La corrupción, se quiera o no y aunque se insista en negarlo por parte del oficialismo, se ha vuelto también un fenómeno endémico del morenismo en el poder y a ello han contribuido dos fenómenos principalmente: por un lado, la destrucción de los sin duda precarios e insuficientes mecanismos de transparencia y de vigilancia que se habían venido construyendo, pero que habían representado importantes pasos para evidenciarla y confrontarla y, por otro lado, la entronización de una nueva burocracia inexperta e incapaz que, empoderada como nunca había imaginado, se asume intocable por su mera cercanía ideológica o política a López Obrador y su movimiento.
Aunque endebles y deficitarios, los instrumentos de rendición de cuentas que existían, en particular los mecanismos de transparencia, lograron evidenciar una serie de escándalos de corrupción que ocurrieron en los gobiernos pasados; incluidos, entre muchos otros, el caso del "toallagate" de Fox, las compras con sobreprecios a cargo de García Luna, o la adquisición de la "Casa Blanca" por parte de Peña Nieto y su familia.

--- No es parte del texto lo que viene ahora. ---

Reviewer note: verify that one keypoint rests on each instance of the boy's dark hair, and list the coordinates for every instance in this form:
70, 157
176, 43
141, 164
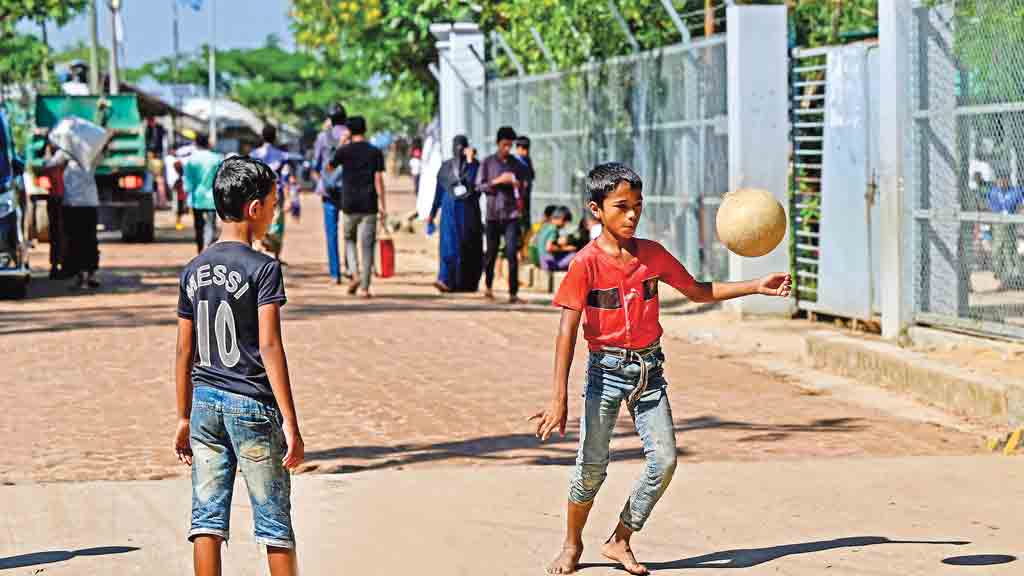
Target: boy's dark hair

A pesar de ello, o más bien precisamente por ello -porque representaba un riesgo para la corrupción del obradorismo-, López Obrador se empeñó en destruir esos mecanismos (empezando por el INAI) y a darle al gobierno la responsabilidad de transparentar la información pública. La tragedia es palpable: a principios de agosto Artículo 19 reveló que, a menos de tres meses de haber iniciado funciones "Transparencia para el Pueblo", había desechado el 99.6% de los recursos de revisión presentados por ciudadanos para impugnar las negativas de entrega de información pública. Por otra parte, los gobiernos morenistas se empeñaron en desmantelar los precarios logros que se habían conseguido para tratar de construir un servicio civil de carrera en el gobierno, para asignar los cargos públicos a partir de relaciones políticas, partidistas, personales y hasta familiares y no por los méritos y capacidades de los funcionarios -un fenómeno que ciertamente no es nuevo, pero que con el obradorismo se ha agravado-. Ello ha generado una burocracia ineficiente -una manera en la que también se expresa la corrupción- y en muchos casos voraz, como lo demuestran casos que han sido denunciados públicamente y que el gobierno ha tratado de ocultar, minimizar o bien acusado de ser maquinaciones de la "derecha" y de la "prensa vendida", como Segalmex, los sobreprecios en las obras insignia del gobierno, o los que involucran a familiares del López Obrador o de sus circuitos cercanos, por ejemplo.
Incluso hoy se han evidenciado nuevos tipos de corruptelas (como el huachicol fiscal) que antes de los gobiernos morenistas no existían y que han involucrado a altos circuitos de decisión de instituciones que, hasta ahora, habían logrado sortear la mácula de la corrupción (como la Marina), lo que prueba que ésta no sólo no se ha acabado, sino que está más vigente que nunca.